Walking along the campus, one can spot several portable classrooms only a few metres away from the building that houses Kidd’s office. To combat the lack of space, the
Scarborough Campus has seen several major developments in recent years.
In 2011, the Instructional Centre was the first building that opened north of Ellesmere Ave. in an area now called “north campus.” There have been more developments on the north campus: the Toronto Pan Am Centre — where Kidd’s installation ceremony occurred — opened last year, in time for the Pan Am and Parapan Am games. This year saw the opening of the Environmental Science & Chemistry Building.
These developments are all a part of the UTSC’s Master Plan, which also includes further expansion plans northwards onto the City of Toronto-owned lands, improving access to public transportation, and building a central campus core.
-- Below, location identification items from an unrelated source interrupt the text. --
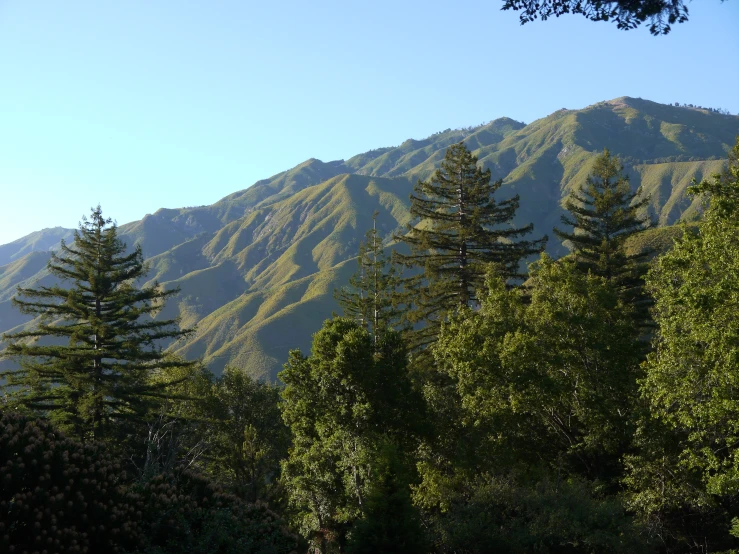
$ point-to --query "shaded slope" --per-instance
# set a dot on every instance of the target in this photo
(257, 268)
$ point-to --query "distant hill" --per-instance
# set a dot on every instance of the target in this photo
(257, 269)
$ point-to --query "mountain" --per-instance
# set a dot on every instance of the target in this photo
(257, 269)
(44, 240)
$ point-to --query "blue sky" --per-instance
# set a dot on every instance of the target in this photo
(139, 105)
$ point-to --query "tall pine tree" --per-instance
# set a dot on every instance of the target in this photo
(101, 344)
(369, 298)
(459, 229)
(603, 214)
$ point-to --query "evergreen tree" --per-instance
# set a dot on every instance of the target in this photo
(603, 214)
(101, 343)
(459, 228)
(342, 403)
(371, 292)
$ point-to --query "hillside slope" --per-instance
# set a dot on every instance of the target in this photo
(257, 269)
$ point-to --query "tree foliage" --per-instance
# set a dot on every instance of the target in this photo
(604, 213)
(458, 229)
(341, 403)
(626, 14)
(689, 445)
(370, 299)
(88, 359)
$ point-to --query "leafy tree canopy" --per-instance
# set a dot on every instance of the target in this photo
(626, 14)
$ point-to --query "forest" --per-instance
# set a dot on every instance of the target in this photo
(475, 395)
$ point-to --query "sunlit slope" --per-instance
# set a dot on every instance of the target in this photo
(257, 269)
(38, 241)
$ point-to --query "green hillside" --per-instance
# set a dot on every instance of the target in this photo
(257, 269)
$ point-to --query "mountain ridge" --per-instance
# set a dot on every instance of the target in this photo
(257, 267)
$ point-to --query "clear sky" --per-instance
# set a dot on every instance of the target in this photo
(145, 104)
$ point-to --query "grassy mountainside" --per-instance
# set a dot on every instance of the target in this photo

Kidd reiterated his support for the continued development of the campus but said that he would like to see it done faster.
“[We’re] working away,” he said, “but it’s slower than we’d like.”
Kidd also emphasized his support for public transportation improvements on campus. According to a 2013 survey, an estimated 68 per cent of students at UTSC rely on public transit to get to school.
“The lack of public transit… is huge. It’s terrible,” said Kidd.
Kidd explained that he spends “a good deal” of his time lobbying decision makers with other groups and advocating for better transit in Scarborough and the eastern GTA.
“We’re just lobbying for a solution, because our students, Centennial students, patients at local hospitals, companies that want to invest, companies that employ lots of people here, and the citizens all suffer from a lack of good public transit.”
Overall, Kidd asserted that he wants UTSC to “continue to be a vibrant, community engaged, research-intensive, energetic university. Simultaneously, with outstanding undergraduate, graduate, and professional programs, with a big focus on experiential learning, being at the head of the curve as it always has in the way it draws upon new technology to enhance education.”
Kidd sees the Scarborough campus becoming a hub in the east end of the city and said he wants to “enhance the well-being and vitality of this part of the city region.”
“So it’s in terms of education, in terms of research, in terms of environmental awareness and teaching, in terms of athletics, in terms of culture, this is an anchor institution,” said Kidd.
“I’m very proud of what we do and I think that there are such outstanding features of UTSC that every student considering university ought to consider this university.”